Most people would think you're talking about a literal beaver's tail when they hear this, but in Canada you can bet that they're talking about food. A beavertail is fried dough with different toppings spread on it, like bananas or Nutella. Next time you're in Canada, don't miss out on this sweet treat. 

“Dépanneur (or Dep.)”

The direct translation of this word in French means "to help out of difficulty," but the Quebecois use the word in reference to a corner store. So instead of stopping by a bodega on the way home, they stop by the dep. And, hey, those little stores really can be lifesavers.


If you're ordering a "double-double" in Canada, don't expect an In-N-Out burger. Instead you'll get a coffee with two creams and two sugars. You'll sound like a true local when you walk into a Tim Hortons and ask for a double-double.   


"Loonie" sounds rather silly, but it's actually the common word used when talking about the Canadian $1 coin. One side of the coin has Queen Elizabeth II on it, and the other has a loon — the bird (hence the name). But if you want to refer to the $2 coin, you'd use the word "toonie" instead. Counting money would be fun with these names: "I have three loonies and a toonie, and that's all, folks!"

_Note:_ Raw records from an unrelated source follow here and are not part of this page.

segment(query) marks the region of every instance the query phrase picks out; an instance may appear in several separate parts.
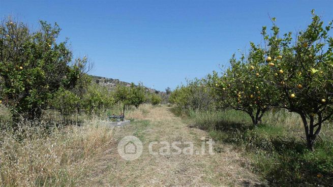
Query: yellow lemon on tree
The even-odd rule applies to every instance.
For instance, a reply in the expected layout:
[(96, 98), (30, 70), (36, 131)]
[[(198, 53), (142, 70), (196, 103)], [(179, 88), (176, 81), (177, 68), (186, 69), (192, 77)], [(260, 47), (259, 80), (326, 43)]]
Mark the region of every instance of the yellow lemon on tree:
[(266, 60), (267, 60), (267, 61), (269, 61), (271, 60), (271, 57), (270, 56), (268, 56), (268, 57), (267, 57)]

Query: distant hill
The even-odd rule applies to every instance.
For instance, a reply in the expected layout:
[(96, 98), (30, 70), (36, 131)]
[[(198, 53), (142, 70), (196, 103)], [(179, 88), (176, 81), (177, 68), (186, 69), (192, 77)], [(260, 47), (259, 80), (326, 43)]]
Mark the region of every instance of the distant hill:
[[(117, 84), (119, 84), (125, 85), (127, 86), (131, 86), (130, 83), (121, 81), (119, 79), (114, 79), (111, 78), (100, 77), (95, 75), (91, 75), (91, 76), (93, 77), (93, 81), (102, 86), (107, 87), (109, 89), (112, 89), (112, 88), (115, 87)], [(160, 91), (157, 90), (155, 89), (152, 89), (145, 86), (144, 86), (144, 87), (146, 88), (147, 91), (152, 93), (158, 94), (161, 92)]]

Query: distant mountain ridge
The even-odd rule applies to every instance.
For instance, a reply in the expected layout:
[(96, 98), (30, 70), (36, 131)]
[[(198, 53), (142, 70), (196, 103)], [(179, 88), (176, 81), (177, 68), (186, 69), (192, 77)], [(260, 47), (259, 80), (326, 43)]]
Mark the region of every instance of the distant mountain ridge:
[[(115, 87), (117, 84), (123, 84), (127, 86), (130, 86), (131, 83), (129, 82), (124, 82), (120, 81), (119, 79), (115, 79), (111, 78), (107, 78), (104, 77), (98, 76), (96, 75), (90, 75), (92, 77), (93, 77), (93, 81), (96, 83), (101, 85), (103, 86), (108, 87), (110, 89), (112, 89), (113, 87)], [(152, 89), (146, 86), (144, 87), (146, 88), (146, 89), (147, 91), (149, 91), (152, 93), (158, 94), (160, 92), (159, 90), (157, 90), (155, 89)]]

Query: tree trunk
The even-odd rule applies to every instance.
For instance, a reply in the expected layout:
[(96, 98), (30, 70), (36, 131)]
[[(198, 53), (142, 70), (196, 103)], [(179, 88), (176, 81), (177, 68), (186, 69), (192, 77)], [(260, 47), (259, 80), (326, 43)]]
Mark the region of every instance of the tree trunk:
[[(315, 140), (321, 129), (321, 116), (319, 115), (318, 116), (318, 122), (317, 124), (314, 124), (313, 117), (310, 117), (309, 123), (308, 122), (305, 115), (303, 114), (300, 114), (300, 115), (302, 118), (304, 130), (305, 131), (305, 135), (307, 138), (307, 147), (309, 150), (313, 151), (314, 150), (313, 147)], [(317, 130), (316, 131), (314, 131), (314, 128), (317, 126)]]
[(125, 116), (125, 108), (126, 107), (126, 105), (125, 104), (124, 105), (124, 108), (123, 109), (123, 118), (122, 118), (122, 121), (124, 121), (124, 117)]
[(264, 110), (261, 110), (259, 109), (257, 109), (257, 112), (256, 113), (255, 116), (254, 116), (252, 113), (249, 113), (249, 114), (250, 114), (250, 116), (251, 117), (251, 119), (252, 120), (252, 124), (253, 124), (255, 126), (257, 126), (258, 125), (258, 122), (261, 120), (261, 117), (264, 114), (264, 113), (265, 113)]

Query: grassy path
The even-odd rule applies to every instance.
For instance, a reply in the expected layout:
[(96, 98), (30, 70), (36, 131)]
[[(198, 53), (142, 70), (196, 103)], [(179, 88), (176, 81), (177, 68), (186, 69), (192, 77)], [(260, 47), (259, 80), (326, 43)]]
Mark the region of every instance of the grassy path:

Disclaimer: "Mickey" in Canada does not refer to the mouse. If you hear Canadians talking about a "mickey," they're referring to a small bottle of alcohol, usually about 13 ounces — definitely not the iconic Disney character.

“Molson Muscle”

Molson is the name of a popular Canadian beer, so it makes sense that a beer belly would be referred to as a "Molson muscle." And it certainly sounds nicer to call it a muscle than just the belly fat you can't seem to work off. 


The standard term to use when referring to a carbonated beverage is soda, but Canadians call the drink "pop." This one may not come as much of a surprise since many people in the Midwest use the term, as well, but to us soda-drinkers, "pop" will never sound right

“Tim Hortons Is Better”

Canadians sure love their Tim Hortons, so don't bother arguing with them that any other coffee shop is better. Seriously, don't you dare try telling them Starbucks or Dunkin' Donuts deserves consideration... you will lose that battle. 


Derived from the French word toque, or "hat," "tuque" is now used in Canada to mean a knit cap, like a beanie. 


Although not necessarily easier or quicker than just saying the number 24, Canadians will say "two-four" when talking about a 24-pack of beer. So if you're ever throwing a party in Canada, make sure to pick up a two-four or two.